Power sector: A combination of a spike in oil prices and extremely incompetent handling of the power sector between 2008 and 2013, has cost Pakistan dearly. Most estimates of the ‘lost’ GDP converge around 2pc a year, though my estimate of aggregate losses is higher.

The received wisdom from the World Bank and the IMF on the source of the problem has focused on a singular dimension: the mismatch between the cost of supplying electricity and recovery from final consumers. This line of reasoning has proven to be both simplistic as well as self-defeating in many ways for reforming the power sector.

There are at least three elements to the power sector’s problems. The first is fiscal, and the inter-connected issues of cost-recovery, circular debt and the budgetary burden of subsidies. The second element is of affordability, and the impact of rising tariffs on the price level as well as business costs and competitiveness. The third dimension of the issue relates to balance of payments sustainability, and the question of our ability to pay for the fuel imports to meet the requirements of the power sector.

The PML-N government’s response has focused mainly on adding new generation capacity to ‘solve’ the problem of load-shedding by 2018. While a part of the new capital investment in the power sector is intended to focus on fuel substitution, thus addressing affordability as well as balance of payments pressures to an extent, the bulk of the new projects are net additions to the grid capacity — and hence will represent an incremental requirement of imported fuel, be it coal or LNG.

Putting together all of the government’s intended projects, even at today’s depressed prices for LNG and coal, the total import bill for fuel will shoot up to $23 billion to $25bn in the next five to seven years. What will be the incremental sources of foreign exchange to pay for this, especially when government policy combines an anti-export bias in the exchange rate with its dangerous corollary, a sympathetic import regime? And, if we won’t be able to pay for the fuel, why build the capacity and incur a capital cost and a deadweight loss?

Restructuring PSEs: While some progress has been made with Railways, almost all the other PSE’s that are a drain on the budget, such as PIA and Pakistan Steel, continue to operate with marginal improvements at best, waiting for the next ‘bailout’ package from public money. So far, the government has conducted a few successful capital market transactions where it has offloaded shares in UBL and Pakistan Petroleum Ltd.

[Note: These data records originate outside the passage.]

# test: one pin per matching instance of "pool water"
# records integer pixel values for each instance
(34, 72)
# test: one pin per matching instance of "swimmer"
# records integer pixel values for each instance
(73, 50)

It is also likely to meet with success in selling shares of OGDCL and HBL, which the government expects to bring in close to $2bn combined.

However, the divestment of shares by the government is not privatisation — only a transparent strategic sale to an experienced and competent private sector management that is not funded by taxpayers via the absorption of liabilities, will bring success. In addition, the definition of success that should be adopted is not the raising of money through the process — but on the long-term financial sustainability and profitable operation of the privatised entity.

While the ongoing political protests are a distraction, the air pocket hit by the economy is less a result of politics and more a function of economic management that needs improvement.

The writer is a former economic adviser to government, and currently heads a macroeconomic consultancy based in Islamabad.